Video Analysis with Raspberry Pi and Frigate
A Raspberry Pi, some accessories, open-source software, and an afternoon of tinkering are all you need to build a network video recorder (NVR) with on-device object detection. If you want to monitor your property with cameras but avoid being locked into a proprietary system (such as Ubiquiti’s Unifi Protect), you can assemble your own self-contained solution. Many network-attached storage (NAS) providers like Synology and QNAP, as well as specialised vendors like Genius Vision, offer products with integrated object recognition—but they tend to be costly, especially with multiple cameras.

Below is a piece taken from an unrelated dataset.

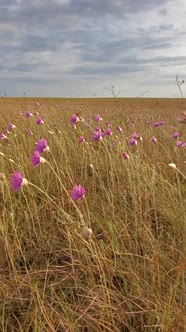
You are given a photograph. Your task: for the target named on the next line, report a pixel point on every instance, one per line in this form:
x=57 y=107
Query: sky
x=92 y=48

An alternative is Frigate, an open-source project by Blake Blackshear and supported by a growing community. Frigate integrates seamlessly with the popular Home Assistant platform but also works independently. When combined with a Raspberry Pi and a hardware tensor processing unit (TPU) accelerator, Frigate can deliver reliable object detection locally—no cloud needed.
Overview
Project Info
- Raspberry Pi acting as an NVR server with AI-based object detection
- Linux and networking basics required
- Approx. 2–4 hours setup time
- Estimated cost: around €140–150, depending on parts
Suggested Components
- Raspberry Pi 5 with 4 GB RAM
- Official Raspberry Pi 5 power supply
- Raspberry Pi 5 Active Cooler (recommended)
- Pineboards Hat AI! Bundle (including M.2 Coral Edge TPU)
- MicroSD card (64 GB)
- (Optional) Pineboards universal transparent case
Frigate runs as a Docker container and uses OpenCV and TensorFlow frameworks for object detection. With GPU or TPU support, it performs detection at high speed. The software displays multiple IP cameras on a tidy web interface and manages clip recording and retention. By default, it processes RTSP (Real-Time Streaming Protocol) feeds from cameras by manufacturers like Annke or Ubiquiti. Some cameras from TP-Link and Ring also speak RTSP, though untested here. If a camera outputs only MJPEG or still images, Frigate can use FFmpeg parameters to convert them—be aware, however, that transcoding is CPU-intensive. Frigate is licensed under the permissive MIT license.
In tests, we used Ubiquiti G3, Ubiquiti G4 Bullet, and Annke C800 RTSP streams, plus a Raspberry Pi Zero W-based camera feeding MJPEG. For best results, connect all IP cameras and the Raspberry Pi to the same (wired or wireless) network.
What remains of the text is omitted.